2)  Choose `EMBEDDING_BACKEND = "minilm"` (or `"gemini"` with `GOOGLE_API_KEY` set).
3)  Run embedding → indexing → search.
4)  Inspect top hits and verify they make sense with citations (`doc_id`/`page`/`section`).

## Optional: Answer synthesis with Gemini
- Retrieve top-k chunks, then ask Gemini to compose a concise answer citing pages.
- Requires `GOOGLE_API_KEY`.
- Keep prompts small; pass only the needed chunk texts to control cost.

In [None]:
USE_GEMINI_FOR_ANSWERS = bool(GOOGLE_API_KEY) and EMBEDDING_BACKEND == 'gemini'

def answer_with_gemini(query: str, retrieved: List[Dict[str, Any]]) -> str:
    assert GOOGLE_API_KEY, "GOOGLE_API_KEY not set."
    import google.generativeai as genai
    genai.configure(api_key=GOOGLE_API_KEY)
    
    ctx_lines = []
    for r in retrieved:
        m = r["metadata"]
        cite = f"{m.get('doc_id','?')} p.{m.get('page','?')}"
        ctx_lines.append(f"Source [{cite}]:\n{r['text']}")
    context = "\n\n".join(ctx_lines)
    
    prompt = (
        "You are a helpful assistant. Use only the provided context to answer the question. "
        "Your answer must be concise and grounded in the provided text. "
        "Cite your sources in brackets like [doc_id p.page]. If the information is not in the context, say you don't know.\n\n"
        f"-- CONTEXT --\n{context}\n\n-- QUESTION --\n{query}\n\n-- ANSWER --"
    )
    
    model = genai.GenerativeModel("gemini-1.5-flash")
    resp = model.generate_content(prompt)
    return resp.text

if USE_GEMINI_FOR_ANSWERS:
    q = "What are the termination conditions in this agreement?"
    print(f"\n--- Answering with Gemini: '{q}' ---")
    top = search(q, index2, backend, store2, vectors=vectors2, top_k=5, use_mmr=True)
    ans = answer_with_gemini(q, top)
    print(ans)
else:
    print("\nGemini answering disabled (GOOGLE_API_KEY not set or backend is not 'gemini').")
    print("Retrieval results above can guide manual inspection.")

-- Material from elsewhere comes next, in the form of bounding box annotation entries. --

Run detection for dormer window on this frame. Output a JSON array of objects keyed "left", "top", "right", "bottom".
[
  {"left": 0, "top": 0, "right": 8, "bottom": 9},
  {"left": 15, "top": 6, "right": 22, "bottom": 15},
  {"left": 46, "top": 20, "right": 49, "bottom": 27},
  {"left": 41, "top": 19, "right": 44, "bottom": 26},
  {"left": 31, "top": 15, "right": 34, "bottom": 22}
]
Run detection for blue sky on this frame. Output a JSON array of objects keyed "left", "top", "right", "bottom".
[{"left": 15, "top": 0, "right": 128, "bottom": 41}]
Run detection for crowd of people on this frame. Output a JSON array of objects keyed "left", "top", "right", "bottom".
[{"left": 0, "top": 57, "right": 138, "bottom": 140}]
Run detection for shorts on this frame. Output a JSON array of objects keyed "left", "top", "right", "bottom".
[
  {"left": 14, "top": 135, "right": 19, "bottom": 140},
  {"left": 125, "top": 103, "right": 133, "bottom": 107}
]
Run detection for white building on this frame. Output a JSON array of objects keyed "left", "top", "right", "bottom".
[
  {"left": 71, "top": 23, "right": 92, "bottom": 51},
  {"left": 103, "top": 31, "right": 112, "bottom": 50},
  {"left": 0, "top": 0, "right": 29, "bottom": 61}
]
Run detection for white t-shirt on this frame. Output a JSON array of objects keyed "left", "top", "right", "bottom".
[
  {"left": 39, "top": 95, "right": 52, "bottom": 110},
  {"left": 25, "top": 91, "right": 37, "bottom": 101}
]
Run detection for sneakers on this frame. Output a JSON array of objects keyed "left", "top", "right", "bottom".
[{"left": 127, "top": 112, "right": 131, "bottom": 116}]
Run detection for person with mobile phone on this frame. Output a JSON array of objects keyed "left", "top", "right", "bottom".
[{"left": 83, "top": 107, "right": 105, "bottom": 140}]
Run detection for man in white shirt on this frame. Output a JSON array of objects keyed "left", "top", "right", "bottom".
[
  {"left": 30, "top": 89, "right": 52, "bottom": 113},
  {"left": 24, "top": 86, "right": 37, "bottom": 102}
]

## Updating the index with new chunks
- You can append new documents without rebuilding from scratch (`IndexFlatIP` supports `add`).
- Remember to:
  - Embed new chunks with the **same backend**.
  - L2-normalize embeddings.
  - Append to FAISS, `vectors.npy`, and `docstore.jsonl`.
  - Update manifest count.

In [None]:
def add_chunks_to_index(new_chunks_path: Path,
                        index_dir: Path,
                        backend) -> None:
    # Load existing
    index, vectors, store, manifest = load_index(index_dir)
    
    # Load new chunks
    new_records = load_jsonl(new_chunks_path)
    new_texts = prepare_texts(new_records)
    if not new_texts:
        print("No new chunks found.")
        return
        
    print(f"Adding {len(new_records)} new chunks to index...")
    new_emb = backend.encode(new_texts, batch_size=BATCH_SIZE).astype(np.float32)
    new_emb = l2_normalize(new_emb)
    
    # Add to index and buffers
    index.add(new_emb)
    vectors = np.concatenate([vectors, new_emb], axis=0)
    for r in new_records:
        store.append({"id": r["id"], "text": r["text"], "metadata": r.get("metadata", {})})
        
    # Save back
    save_index(index, vectors, store, manifest['backend'], manifest['dim'], index_dir)
    print(f"Index updated: total vectors={index.ntotal}")

# Example (disabled by default)
# new_file = Path("./data/outputs/new_doc_chunks.jsonl")
# if new_file.exists():
#     add_chunks_to_index(new_file, INDEX_DIR, backend)
# else:
#     print(f"Skipping index update: '{new_file}' not found.")

## Practical notes
- `all-MiniLM-L6-v2` (384-dim) is a great default: small, fast, robust for general semantic search.
- Normalize embeddings and use `IndexFlatIP` to emulate cosine similarity.
- Persist a manifest including backend name and dim; **avoid mixing different embedding models** in one index.
- For 100k+ chunks, consider IVF/HNSW indexes for faster search (e.g., `IndexIVFFlat`), but start with `Flat` for correctness.
- Keep `doc_id`/`page`/`section` in docstore for citations and traceability.
- MMR re-ranking can improve diversity when top results are near-duplicates.

### Next steps
- Integrate with a LangChain retriever and QA chain.
- Add caching for embeddings (hash chunk text → vector).
- Add quality evals: query sets, hit-rate, manual judgments with a small rubric.